A generalized reference is the use of a form, sometimes called a place, as if it were a variable that could be read and written. The value of a place is the object to which the place form evaluates. The value of a place can be changed by using setf. The concept of binding a place is not defined in Common Lisp, but an implementation is permitted to extend the language by defining this concept.
The next figure contains examples of the use of setf. Note that the values returned by evaluating the forms in column two are not necessarily the same as those obtained by evaluating the forms in column three. In general, the exact macro expansion of a setf form is not guaranteed and can even be implementation-dependent; all that is guaranteed is that the expansion is an update form that works for that particular implementation, that the left-to-right evaluation of subforms is preserved, and that the ultimate result of evaluating setf is the value or values being stored.

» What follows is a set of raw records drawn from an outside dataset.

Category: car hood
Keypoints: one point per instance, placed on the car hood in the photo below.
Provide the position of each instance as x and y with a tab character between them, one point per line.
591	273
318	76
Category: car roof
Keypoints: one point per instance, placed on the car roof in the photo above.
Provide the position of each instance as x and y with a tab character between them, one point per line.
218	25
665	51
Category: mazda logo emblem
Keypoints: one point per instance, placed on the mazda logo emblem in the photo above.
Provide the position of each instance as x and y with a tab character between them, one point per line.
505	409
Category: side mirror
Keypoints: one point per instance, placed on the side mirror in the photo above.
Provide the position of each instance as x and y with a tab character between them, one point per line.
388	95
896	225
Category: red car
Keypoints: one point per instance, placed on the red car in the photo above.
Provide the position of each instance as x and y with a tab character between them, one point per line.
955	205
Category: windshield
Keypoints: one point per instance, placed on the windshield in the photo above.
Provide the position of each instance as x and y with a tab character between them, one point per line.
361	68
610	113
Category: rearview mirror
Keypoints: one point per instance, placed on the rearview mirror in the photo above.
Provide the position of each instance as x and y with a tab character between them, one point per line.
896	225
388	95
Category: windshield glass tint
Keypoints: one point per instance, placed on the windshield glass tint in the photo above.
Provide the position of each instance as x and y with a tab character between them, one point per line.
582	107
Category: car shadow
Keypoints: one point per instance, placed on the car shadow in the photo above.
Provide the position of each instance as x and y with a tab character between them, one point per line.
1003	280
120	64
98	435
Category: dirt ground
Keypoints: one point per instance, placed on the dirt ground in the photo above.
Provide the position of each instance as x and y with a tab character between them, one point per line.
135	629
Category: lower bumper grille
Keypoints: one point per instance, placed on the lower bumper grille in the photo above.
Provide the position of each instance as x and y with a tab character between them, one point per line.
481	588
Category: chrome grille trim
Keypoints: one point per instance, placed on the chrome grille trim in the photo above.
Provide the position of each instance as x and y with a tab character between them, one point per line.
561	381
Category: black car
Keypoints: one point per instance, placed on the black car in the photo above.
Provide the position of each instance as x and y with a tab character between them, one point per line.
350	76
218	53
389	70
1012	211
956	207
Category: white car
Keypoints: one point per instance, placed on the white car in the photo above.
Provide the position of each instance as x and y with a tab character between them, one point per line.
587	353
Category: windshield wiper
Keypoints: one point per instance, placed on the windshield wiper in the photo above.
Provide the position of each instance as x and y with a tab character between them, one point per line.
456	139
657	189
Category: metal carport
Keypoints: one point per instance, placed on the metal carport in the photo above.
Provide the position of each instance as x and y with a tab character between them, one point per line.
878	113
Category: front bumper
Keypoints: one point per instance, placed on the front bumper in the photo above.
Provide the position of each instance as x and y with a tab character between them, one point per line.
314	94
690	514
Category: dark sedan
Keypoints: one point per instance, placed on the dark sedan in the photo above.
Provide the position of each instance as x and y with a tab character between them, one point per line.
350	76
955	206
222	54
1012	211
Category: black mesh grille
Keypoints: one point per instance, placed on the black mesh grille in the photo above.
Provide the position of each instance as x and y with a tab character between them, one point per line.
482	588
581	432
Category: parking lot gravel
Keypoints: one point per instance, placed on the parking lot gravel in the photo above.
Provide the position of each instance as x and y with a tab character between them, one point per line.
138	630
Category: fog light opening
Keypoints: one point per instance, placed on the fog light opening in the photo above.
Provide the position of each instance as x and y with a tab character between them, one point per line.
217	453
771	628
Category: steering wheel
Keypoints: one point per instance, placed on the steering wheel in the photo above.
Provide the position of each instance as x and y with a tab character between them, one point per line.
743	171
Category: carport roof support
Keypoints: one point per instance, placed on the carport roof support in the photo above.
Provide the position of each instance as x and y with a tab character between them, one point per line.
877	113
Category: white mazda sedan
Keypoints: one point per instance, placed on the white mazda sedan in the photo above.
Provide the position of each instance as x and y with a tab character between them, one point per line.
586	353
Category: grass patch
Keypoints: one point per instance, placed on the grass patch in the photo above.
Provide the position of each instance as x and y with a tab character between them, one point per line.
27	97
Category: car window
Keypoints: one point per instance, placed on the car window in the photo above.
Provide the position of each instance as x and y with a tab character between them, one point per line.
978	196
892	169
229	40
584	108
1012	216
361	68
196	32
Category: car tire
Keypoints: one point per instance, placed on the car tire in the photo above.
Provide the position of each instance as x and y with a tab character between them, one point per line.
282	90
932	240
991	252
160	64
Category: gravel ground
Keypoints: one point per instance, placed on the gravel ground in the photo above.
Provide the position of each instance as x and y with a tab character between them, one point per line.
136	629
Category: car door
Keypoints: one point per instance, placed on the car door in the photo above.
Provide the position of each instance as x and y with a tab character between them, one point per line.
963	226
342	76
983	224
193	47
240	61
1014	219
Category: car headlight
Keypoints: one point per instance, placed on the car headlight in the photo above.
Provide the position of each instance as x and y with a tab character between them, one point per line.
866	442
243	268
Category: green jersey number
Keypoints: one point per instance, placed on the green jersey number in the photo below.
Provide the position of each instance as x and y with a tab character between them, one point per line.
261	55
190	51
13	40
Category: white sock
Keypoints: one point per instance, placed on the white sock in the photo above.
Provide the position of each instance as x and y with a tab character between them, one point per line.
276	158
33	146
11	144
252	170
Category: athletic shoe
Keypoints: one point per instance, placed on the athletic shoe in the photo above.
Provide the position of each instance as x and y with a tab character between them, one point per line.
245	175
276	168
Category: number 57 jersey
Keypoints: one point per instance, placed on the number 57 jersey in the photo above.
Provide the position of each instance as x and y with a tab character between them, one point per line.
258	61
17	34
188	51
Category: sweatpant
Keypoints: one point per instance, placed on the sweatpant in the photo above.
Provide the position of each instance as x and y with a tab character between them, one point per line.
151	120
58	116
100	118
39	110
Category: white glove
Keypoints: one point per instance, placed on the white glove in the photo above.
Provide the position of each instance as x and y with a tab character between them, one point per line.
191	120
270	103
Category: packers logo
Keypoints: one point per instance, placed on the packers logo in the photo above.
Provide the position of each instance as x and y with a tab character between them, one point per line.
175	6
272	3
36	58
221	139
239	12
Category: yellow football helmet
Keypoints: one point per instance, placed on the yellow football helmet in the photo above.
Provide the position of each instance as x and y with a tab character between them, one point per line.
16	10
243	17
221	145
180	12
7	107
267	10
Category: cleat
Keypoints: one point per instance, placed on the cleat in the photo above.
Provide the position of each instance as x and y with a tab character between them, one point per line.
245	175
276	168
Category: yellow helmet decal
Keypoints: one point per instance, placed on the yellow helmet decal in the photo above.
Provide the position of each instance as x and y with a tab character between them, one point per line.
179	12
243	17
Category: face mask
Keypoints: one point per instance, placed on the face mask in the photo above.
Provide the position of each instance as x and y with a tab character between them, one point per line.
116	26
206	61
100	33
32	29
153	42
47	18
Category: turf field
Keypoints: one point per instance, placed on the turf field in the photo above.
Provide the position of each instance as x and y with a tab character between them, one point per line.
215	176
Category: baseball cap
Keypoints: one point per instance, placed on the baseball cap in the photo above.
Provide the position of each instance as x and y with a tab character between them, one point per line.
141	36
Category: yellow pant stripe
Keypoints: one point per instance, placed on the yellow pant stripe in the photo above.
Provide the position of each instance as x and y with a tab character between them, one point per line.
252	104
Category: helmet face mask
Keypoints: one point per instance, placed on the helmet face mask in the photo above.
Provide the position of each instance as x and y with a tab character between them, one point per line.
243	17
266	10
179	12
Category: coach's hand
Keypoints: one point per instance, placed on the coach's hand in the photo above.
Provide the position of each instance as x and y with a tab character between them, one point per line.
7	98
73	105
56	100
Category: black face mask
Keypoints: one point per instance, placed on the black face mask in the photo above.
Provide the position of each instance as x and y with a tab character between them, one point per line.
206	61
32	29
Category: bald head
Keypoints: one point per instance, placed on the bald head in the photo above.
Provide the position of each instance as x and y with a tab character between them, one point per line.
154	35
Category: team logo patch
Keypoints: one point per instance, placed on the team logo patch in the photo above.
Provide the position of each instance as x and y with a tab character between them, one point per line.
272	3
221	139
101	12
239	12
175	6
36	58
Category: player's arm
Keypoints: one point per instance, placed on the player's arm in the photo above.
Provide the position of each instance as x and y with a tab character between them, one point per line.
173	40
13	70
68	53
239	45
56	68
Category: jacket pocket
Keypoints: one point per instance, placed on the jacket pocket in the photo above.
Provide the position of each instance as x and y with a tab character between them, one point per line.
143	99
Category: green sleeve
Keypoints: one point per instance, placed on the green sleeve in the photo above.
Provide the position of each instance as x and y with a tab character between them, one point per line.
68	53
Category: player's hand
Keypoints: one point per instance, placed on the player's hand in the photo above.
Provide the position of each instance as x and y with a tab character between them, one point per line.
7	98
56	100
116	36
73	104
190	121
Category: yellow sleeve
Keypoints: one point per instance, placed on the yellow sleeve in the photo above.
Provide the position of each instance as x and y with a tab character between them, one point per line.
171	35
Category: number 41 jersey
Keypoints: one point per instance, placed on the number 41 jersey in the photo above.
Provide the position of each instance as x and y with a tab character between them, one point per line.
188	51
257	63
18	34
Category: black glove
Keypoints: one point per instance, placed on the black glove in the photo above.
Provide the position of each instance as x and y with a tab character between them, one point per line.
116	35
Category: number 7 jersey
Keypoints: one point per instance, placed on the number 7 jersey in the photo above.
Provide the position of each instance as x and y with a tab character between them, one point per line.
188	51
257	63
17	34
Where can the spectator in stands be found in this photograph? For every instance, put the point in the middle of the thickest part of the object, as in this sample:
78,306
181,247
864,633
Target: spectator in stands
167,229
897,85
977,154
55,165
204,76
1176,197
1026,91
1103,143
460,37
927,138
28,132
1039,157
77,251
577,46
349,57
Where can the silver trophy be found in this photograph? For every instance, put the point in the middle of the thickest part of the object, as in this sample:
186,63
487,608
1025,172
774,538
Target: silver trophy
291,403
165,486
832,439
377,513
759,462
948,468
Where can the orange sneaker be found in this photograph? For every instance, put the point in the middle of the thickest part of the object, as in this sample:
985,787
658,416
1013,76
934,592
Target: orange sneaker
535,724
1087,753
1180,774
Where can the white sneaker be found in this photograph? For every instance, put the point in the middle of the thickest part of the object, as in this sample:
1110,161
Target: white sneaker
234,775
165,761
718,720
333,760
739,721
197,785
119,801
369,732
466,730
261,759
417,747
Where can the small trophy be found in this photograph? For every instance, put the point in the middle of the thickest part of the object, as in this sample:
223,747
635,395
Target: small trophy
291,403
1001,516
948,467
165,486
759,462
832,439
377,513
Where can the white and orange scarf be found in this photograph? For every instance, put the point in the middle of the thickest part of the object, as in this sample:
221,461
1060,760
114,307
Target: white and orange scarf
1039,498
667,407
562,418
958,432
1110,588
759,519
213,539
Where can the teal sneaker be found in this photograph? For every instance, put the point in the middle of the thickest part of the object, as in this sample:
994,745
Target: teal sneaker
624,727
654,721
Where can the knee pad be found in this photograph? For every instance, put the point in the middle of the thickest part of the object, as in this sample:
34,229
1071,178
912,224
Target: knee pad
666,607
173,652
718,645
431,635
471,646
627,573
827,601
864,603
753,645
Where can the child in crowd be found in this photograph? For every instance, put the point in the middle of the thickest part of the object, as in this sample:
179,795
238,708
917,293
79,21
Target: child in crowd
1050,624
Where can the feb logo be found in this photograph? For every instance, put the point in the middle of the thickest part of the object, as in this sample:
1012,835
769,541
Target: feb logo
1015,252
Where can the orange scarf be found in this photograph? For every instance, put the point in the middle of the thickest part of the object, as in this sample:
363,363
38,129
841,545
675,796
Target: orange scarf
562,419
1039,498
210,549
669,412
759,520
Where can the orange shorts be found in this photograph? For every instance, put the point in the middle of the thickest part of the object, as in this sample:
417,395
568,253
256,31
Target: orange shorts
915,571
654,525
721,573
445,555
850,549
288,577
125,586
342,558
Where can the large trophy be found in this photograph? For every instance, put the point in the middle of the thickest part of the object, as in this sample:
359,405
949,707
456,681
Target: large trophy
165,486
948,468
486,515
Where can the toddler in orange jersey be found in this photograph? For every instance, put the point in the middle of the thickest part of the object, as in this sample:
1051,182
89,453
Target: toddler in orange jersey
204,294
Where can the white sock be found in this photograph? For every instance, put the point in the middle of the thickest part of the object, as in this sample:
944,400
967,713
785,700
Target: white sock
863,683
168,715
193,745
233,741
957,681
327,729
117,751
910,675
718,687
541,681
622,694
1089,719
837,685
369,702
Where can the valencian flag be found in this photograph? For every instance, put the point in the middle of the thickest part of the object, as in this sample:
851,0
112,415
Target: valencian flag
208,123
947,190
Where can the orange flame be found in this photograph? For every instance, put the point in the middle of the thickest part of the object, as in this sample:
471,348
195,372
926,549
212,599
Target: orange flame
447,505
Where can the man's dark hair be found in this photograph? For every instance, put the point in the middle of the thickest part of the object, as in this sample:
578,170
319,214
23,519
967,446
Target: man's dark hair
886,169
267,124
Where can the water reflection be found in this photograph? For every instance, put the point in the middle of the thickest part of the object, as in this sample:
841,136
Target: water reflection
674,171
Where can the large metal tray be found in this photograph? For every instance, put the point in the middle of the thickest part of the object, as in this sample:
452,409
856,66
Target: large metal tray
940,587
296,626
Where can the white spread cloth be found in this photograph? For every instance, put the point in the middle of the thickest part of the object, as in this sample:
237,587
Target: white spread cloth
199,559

Access function Update Function Update using setf x (setq x datum) (setf x datum) (car x) (rplaca x datum) (setf (car x) datum) (symbol-value x) (set x datum) (setf (symbol-value x) datum)
Figure 5-1. Examples of setf
The next figure shows operators relating to places and generalized reference.
assert defsetf push ccase get-setf-expansion remf ctypecase getf rotatef decf incf setf define-modify-macro pop shiftf define-setf-expander psetf
Figure 5-2. Operators relating to places and generalized reference.
Some of the operators above manipulate places and some manipulate setf expanders. A setf expansion can be derived from any place. New setf expanders can be defined by using defsetf and define-setf-expander.